After graduating from the Birla Institute of Technology with a degree in engineering, he took a job at All India Radio, and then, at age 24, was offered an internship at the German television broadcaster ZDF. Two years later he came to the United States for a job at CBS.
“The very day I arrived, CBS went on strike,” he recalled in an essay in the 2003 book “Envisioning Dance on Film and Video.” But he was eventually given work editing a golf show.
In 1971 he moved to the New York public television station WNET to work as an editor on “The Great American Dream Machine,” a satirical variety show that featured performers like Chevy Chase and Albert Brooks.
Then came his first dance assignment, a documentary with choreographer Antony Tudor and American Ballet Theatre, and in 1976 he was delegated to work with the directors and producers Merrill Brockway and Emile Ardolino on “Dance in America,” a new show being produced by WNET.
Bhargava knew little about dance at the time, but he was a quick study, cramming for his new assignment by becoming a regular at dance performances. His lifelong love of poetry helped.
“I’m sure I have such a strong affinity for dance because, like poetry, it is filled with nuances you only recognize over time,” he said.
“What he brought was a musicality,” said Virginia Kassel, a longtime friend who worked with Bhargava on another WNET series from the 1970s, “The Adams Chronicles,” which she created. “His sense of movement and feeling was unbelievable. Martha Graham wouldn’t work with anybody else. And she was not the most flexible person in the world.”
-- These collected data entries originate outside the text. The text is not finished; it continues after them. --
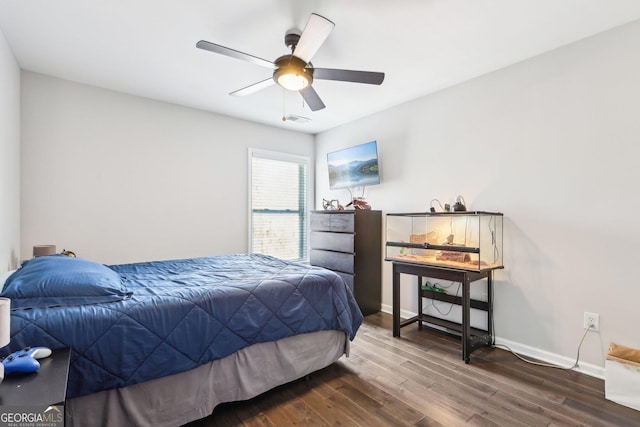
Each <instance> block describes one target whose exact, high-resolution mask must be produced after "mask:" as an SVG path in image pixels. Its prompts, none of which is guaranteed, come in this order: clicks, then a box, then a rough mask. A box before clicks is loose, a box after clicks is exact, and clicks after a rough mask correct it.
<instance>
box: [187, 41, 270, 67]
mask: <svg viewBox="0 0 640 427" xmlns="http://www.w3.org/2000/svg"><path fill="white" fill-rule="evenodd" d="M196 47H197V48H198V49H204V50H208V51H209V52H214V53H220V54H222V55H226V56H230V57H232V58H237V59H242V60H243V61H247V62H251V63H252V64H256V65H260V66H262V67H266V68H270V69H272V70H273V69H275V68H276V66H275V64H274V63H273V62H271V61H267V60H266V59H262V58H258V57H257V56H253V55H249V54H248V53H244V52H240V51H237V50H235V49H231V48H229V47H224V46H220V45H219V44H215V43H211V42H208V41H206V40H200V41H199V42H198V43H196Z"/></svg>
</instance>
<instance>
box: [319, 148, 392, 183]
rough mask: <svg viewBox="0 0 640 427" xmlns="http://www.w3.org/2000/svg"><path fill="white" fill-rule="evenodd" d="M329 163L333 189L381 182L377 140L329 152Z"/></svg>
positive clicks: (328, 159) (329, 169)
mask: <svg viewBox="0 0 640 427" xmlns="http://www.w3.org/2000/svg"><path fill="white" fill-rule="evenodd" d="M327 165H328V167H329V188H331V189H332V190H337V189H339V188H351V187H363V186H366V185H375V184H380V174H379V170H378V147H377V144H376V141H371V142H367V143H365V144H360V145H356V146H354V147H349V148H345V149H344V150H339V151H334V152H333V153H329V154H327Z"/></svg>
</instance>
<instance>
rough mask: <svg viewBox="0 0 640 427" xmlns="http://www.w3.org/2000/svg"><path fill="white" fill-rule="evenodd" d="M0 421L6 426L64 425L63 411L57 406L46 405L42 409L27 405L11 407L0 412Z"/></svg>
mask: <svg viewBox="0 0 640 427" xmlns="http://www.w3.org/2000/svg"><path fill="white" fill-rule="evenodd" d="M2 409H8V408H2ZM0 423H2V425H4V426H7V427H27V426H28V427H55V426H58V425H64V412H63V410H62V409H60V407H58V406H48V407H47V408H46V409H45V410H44V411H38V410H37V409H34V408H28V407H24V408H11V410H7V411H6V412H5V411H3V412H2V413H1V414H0Z"/></svg>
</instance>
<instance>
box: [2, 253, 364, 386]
mask: <svg viewBox="0 0 640 427" xmlns="http://www.w3.org/2000/svg"><path fill="white" fill-rule="evenodd" d="M43 258H49V259H48V261H51V260H54V258H50V257H43ZM56 261H57V260H56ZM29 262H33V261H29ZM103 267H104V266H103ZM23 269H25V267H23ZM109 270H110V272H111V271H112V272H115V273H116V277H117V278H118V281H119V284H120V283H121V284H122V289H119V290H117V292H112V290H111V289H109V292H110V293H109V294H108V295H107V296H106V299H105V296H103V295H101V296H100V297H95V296H92V295H87V296H83V297H82V298H81V300H80V301H78V298H73V299H65V298H57V299H55V300H54V301H51V300H47V298H49V297H50V296H51V295H44V298H43V297H42V296H40V295H33V294H28V293H23V294H15V295H13V298H14V299H12V307H13V309H14V310H13V312H12V316H11V335H12V339H11V345H10V347H9V348H8V350H9V351H15V350H18V349H20V348H22V347H24V346H27V345H30V346H47V347H50V348H52V349H56V348H62V347H71V348H72V349H73V352H72V360H71V367H70V372H69V385H68V391H67V397H68V398H73V397H77V396H82V395H86V394H90V393H93V392H97V391H101V390H108V389H113V388H118V387H124V386H127V385H131V384H135V383H139V382H142V381H146V380H149V379H152V378H157V377H161V376H165V375H170V374H174V373H178V372H182V371H186V370H189V369H192V368H195V367H197V366H199V365H202V364H205V363H207V362H209V361H212V360H215V359H219V358H222V357H225V356H227V355H229V354H232V353H233V352H235V351H237V350H239V349H241V348H243V347H246V346H250V345H252V344H255V343H259V342H266V341H274V340H278V339H281V338H285V337H289V336H293V335H297V334H302V333H307V332H314V331H319V330H339V331H343V332H345V333H346V334H347V335H348V336H349V337H350V339H353V338H354V336H355V334H356V331H357V329H358V327H359V326H360V324H361V322H362V314H361V312H360V310H359V309H358V306H357V304H356V302H355V300H354V298H353V295H352V293H351V291H350V290H349V289H348V288H347V286H346V285H345V284H344V282H343V280H342V279H341V278H340V277H339V276H338V275H337V274H335V273H333V272H331V271H328V270H325V269H321V268H318V267H312V266H308V265H304V264H298V263H290V262H286V261H282V260H279V259H276V258H273V257H268V256H264V255H257V254H248V255H229V256H219V257H208V258H192V259H184V260H173V261H159V262H144V263H136V264H124V265H114V266H109ZM18 271H20V270H18ZM14 275H15V274H14ZM9 280H11V277H10V278H9ZM9 280H8V281H7V285H5V288H4V291H3V294H4V293H5V292H9V291H11V288H12V287H16V286H17V285H16V284H17V283H18V280H17V279H16V280H14V281H13V282H14V283H13V284H12V285H10V284H9ZM119 284H118V285H119ZM47 286H49V287H48V288H47ZM44 289H50V291H49V292H50V293H54V291H53V290H54V289H55V288H54V287H51V286H50V285H46V286H44ZM64 289H70V288H69V287H68V286H67V287H65V288H64ZM78 289H79V291H78V292H80V293H82V294H83V295H84V294H85V293H90V292H85V291H84V290H83V289H81V288H78ZM58 296H59V295H57V296H56V297H58ZM47 301H48V302H47ZM27 308H28V309H27ZM6 351H7V350H5V352H6Z"/></svg>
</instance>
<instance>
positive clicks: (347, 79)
mask: <svg viewBox="0 0 640 427" xmlns="http://www.w3.org/2000/svg"><path fill="white" fill-rule="evenodd" d="M313 78H314V79H320V80H338V81H341V82H353V83H366V84H370V85H379V84H382V82H383V81H384V73H378V72H375V71H355V70H336V69H332V68H314V69H313Z"/></svg>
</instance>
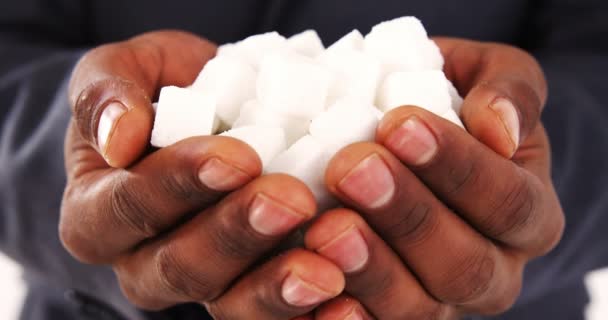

“Dance in America” became part of the “Great Performances” series on PBS, and Bhargava’s work was seen nationally. His dance work came to be so well regarded that Ardolino brought him in to help edit some crucial scenes in a low-budget movie he was directing. The film, released in 1987, was “Dirty Dancing,” a story of love in the Catskills starring Patrick Swayze and Jennifer Grey. It became one of the great sleeper hits in movie history.
Eleanor Bergstein, the writer and co-producer of that movie, said it is Bhargava’s work that viewers see in the “Time of My Life” finale. But, she said in an email, he was also responsible for a memorable scene earlier in the film, built around the song “Hungry Eyes” and some uncontrolled laughter by Grey.
“It was Girish’s idea to create the ‘tickling sequence,’” she said, “by combining a shot of Patrick running his hand down Jennifer’s side, Jennifer giggling, Patrick scowling, into an erotic sequence of shots ending with Patrick spinning Jennifer out.”
In addition to his wife, the former Rosaleen Brannigan, whom he married in 1970, Bhargava is survived by two daughters, Nina and Anthea; four brothers, Naresh, Dinesh, Deepak and Kamlesh; and a grandson. He lived in Santa Monica.
“All this special editing that he did, it just came natural to him,” Rosaleen Bhargava told The Huffington Post for an article on him last year. “And I still don’t understand why, because he’s one of the worst dancers you’ve ever danced with.”
Kassel said in a phone interview that part of Bhargava’s skill was his ability to be courteous and accommodating toward the great artists he worked with but exacting and demanding in the editing room, especially when he thought someone wasn’t paying full attention.
“One time I took some knitting in,” she said. “He was furious. I said, ‘But Girish, I’m knitting this for your baby.’ Then it was all right.”